She quickly realized, however, that teaching herself how to photograph her work was how she would attract clients of her own. Ly’s Instagram account has over 160,000 followers for her intensely saturated flower compositions, the petals interspersed with geometric objects, vases, and sometimes human figures. For ARTnews, Ly breaks down her photo “Phase 24 of Reopening,” seen below. Beyond its visual beauty, it also captures a hint of quarantine humor.
The blooms provide a soft canopy to the image as they loom over the delicate offering of fruit beneath them. When she began composing images with flowers, Ly learned by trial and error, figuring out what changes when a photo is taken. “What you see when someone sends you an arrangement is completely different than what the camera reads,” she explained. It’s all about sculpting, “in terms of using the colors and shapes of flowers to create negative space or to fill in.” As it happens, she had limited access to fresh flowers when creating this piece, which allowed her to fill in the image in with other material.
“Cherries were in season,” Ly said, “And the blush strawberry is only around for about a week.” The ephemeral nature of “Phase” adds to its power — the photo captures what would otherwise decay. The melon adds another sculptural element to the piece, with its ovular shape and bowl-like divot. “I think about how you expand their physical being into something that can be overwhelming or larger than what it is,” Ly said. “They can become “not a fruit!’”
Lighting & Reflections
The hazy glow in the photo is not the product of careful editing, but of long exposure and a simple overhead light above Ly’s kitchen table. “There’s something about the time of the long exposure that gives the ephemeral feel,” she said. “I don’t do a lot of editing; it’s all in the camera.”

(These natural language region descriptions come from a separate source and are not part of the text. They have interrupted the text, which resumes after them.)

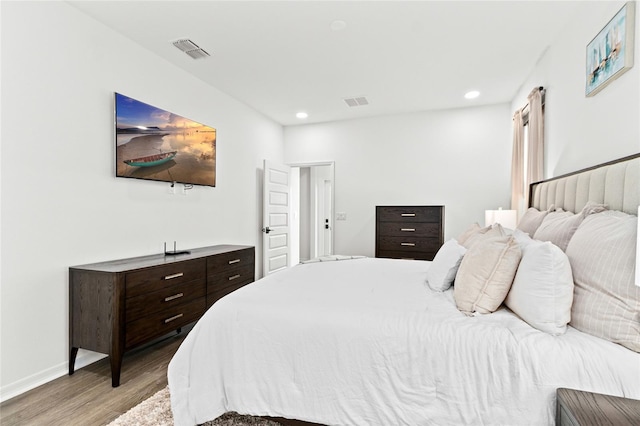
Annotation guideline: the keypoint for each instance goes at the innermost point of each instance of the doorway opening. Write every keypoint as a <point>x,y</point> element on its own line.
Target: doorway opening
<point>312,216</point>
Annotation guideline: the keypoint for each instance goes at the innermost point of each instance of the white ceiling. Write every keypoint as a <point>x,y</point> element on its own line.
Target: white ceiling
<point>281,57</point>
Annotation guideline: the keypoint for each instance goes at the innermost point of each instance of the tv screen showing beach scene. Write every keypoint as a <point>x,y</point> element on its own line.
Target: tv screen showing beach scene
<point>155,144</point>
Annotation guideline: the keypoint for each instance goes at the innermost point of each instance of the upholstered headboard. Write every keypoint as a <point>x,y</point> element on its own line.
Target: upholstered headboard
<point>616,183</point>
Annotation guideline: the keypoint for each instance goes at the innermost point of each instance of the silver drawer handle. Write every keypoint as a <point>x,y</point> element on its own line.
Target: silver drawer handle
<point>173,318</point>
<point>175,296</point>
<point>169,277</point>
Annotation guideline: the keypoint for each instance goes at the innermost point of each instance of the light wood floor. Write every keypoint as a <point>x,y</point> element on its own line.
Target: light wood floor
<point>87,398</point>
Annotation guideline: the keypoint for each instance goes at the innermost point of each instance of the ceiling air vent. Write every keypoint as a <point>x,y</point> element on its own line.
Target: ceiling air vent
<point>190,48</point>
<point>357,101</point>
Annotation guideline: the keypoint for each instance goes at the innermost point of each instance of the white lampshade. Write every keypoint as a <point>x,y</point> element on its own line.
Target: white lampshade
<point>506,218</point>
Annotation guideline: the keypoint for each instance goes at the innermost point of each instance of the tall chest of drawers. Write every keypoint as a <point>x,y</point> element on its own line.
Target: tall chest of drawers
<point>409,232</point>
<point>119,305</point>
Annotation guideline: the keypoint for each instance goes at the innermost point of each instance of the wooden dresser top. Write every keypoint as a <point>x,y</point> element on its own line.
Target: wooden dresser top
<point>132,263</point>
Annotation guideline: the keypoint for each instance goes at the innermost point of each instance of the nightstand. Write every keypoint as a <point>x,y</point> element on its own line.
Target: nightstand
<point>579,408</point>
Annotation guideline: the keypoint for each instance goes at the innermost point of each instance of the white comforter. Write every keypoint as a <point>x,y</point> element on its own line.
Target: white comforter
<point>366,342</point>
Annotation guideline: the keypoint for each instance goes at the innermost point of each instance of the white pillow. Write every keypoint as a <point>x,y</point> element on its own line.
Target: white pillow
<point>542,290</point>
<point>606,301</point>
<point>531,220</point>
<point>558,227</point>
<point>485,275</point>
<point>444,267</point>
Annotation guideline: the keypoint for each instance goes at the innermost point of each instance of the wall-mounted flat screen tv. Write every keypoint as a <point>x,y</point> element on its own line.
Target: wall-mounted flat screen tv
<point>155,144</point>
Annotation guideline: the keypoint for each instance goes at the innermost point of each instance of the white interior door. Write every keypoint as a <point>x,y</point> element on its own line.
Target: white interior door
<point>276,217</point>
<point>327,219</point>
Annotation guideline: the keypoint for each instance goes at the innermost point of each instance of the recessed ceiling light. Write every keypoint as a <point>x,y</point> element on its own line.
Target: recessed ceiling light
<point>472,94</point>
<point>338,25</point>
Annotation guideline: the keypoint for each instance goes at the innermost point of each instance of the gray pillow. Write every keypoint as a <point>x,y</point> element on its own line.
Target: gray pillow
<point>606,302</point>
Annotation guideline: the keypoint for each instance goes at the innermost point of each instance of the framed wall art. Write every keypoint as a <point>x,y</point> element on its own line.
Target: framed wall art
<point>610,53</point>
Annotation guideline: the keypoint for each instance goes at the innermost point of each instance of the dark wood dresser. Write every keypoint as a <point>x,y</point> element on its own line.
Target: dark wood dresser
<point>118,305</point>
<point>409,232</point>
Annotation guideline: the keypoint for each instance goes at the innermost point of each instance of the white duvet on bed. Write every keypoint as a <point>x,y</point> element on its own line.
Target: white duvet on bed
<point>366,342</point>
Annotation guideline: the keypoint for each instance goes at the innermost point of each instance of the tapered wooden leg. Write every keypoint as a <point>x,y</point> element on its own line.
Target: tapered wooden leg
<point>116,365</point>
<point>72,360</point>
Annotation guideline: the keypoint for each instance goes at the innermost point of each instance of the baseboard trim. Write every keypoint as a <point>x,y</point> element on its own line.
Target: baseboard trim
<point>21,386</point>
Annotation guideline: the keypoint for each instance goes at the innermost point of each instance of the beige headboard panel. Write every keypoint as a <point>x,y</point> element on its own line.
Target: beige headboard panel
<point>616,183</point>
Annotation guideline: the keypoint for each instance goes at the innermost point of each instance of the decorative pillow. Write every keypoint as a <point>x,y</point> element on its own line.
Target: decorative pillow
<point>531,220</point>
<point>482,234</point>
<point>558,227</point>
<point>445,265</point>
<point>542,290</point>
<point>606,302</point>
<point>485,275</point>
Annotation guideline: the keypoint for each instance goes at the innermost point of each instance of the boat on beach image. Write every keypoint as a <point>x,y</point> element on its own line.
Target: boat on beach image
<point>151,160</point>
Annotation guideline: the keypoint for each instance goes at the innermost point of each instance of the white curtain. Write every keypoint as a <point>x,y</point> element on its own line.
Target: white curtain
<point>535,157</point>
<point>517,164</point>
<point>532,155</point>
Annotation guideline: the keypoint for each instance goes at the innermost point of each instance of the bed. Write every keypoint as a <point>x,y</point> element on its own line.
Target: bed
<point>368,341</point>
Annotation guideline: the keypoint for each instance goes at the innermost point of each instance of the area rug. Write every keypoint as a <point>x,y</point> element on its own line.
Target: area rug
<point>156,411</point>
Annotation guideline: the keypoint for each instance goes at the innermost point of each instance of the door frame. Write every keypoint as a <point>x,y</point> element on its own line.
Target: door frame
<point>333,200</point>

Drawn to the natural colors of her materials, she added a reflective surface that creates the appearance of a tablecloth. “Reflections are decadent, shimmering — it makes you think of a club, a table from the ‘80s,” she said. “It’s distorted.” Reflections do more than enhance the scene’s decadence; Ly uses mirrors to show the subconscious. “It’s subterranean. It’s altered. Reshaped.” Her work isn’t just a still life; when Ly looks at flowers or fruit, she sees a story: “the relationship of that space and who inhabits that world,” she said. “The silence of that world and how it tugs at you.”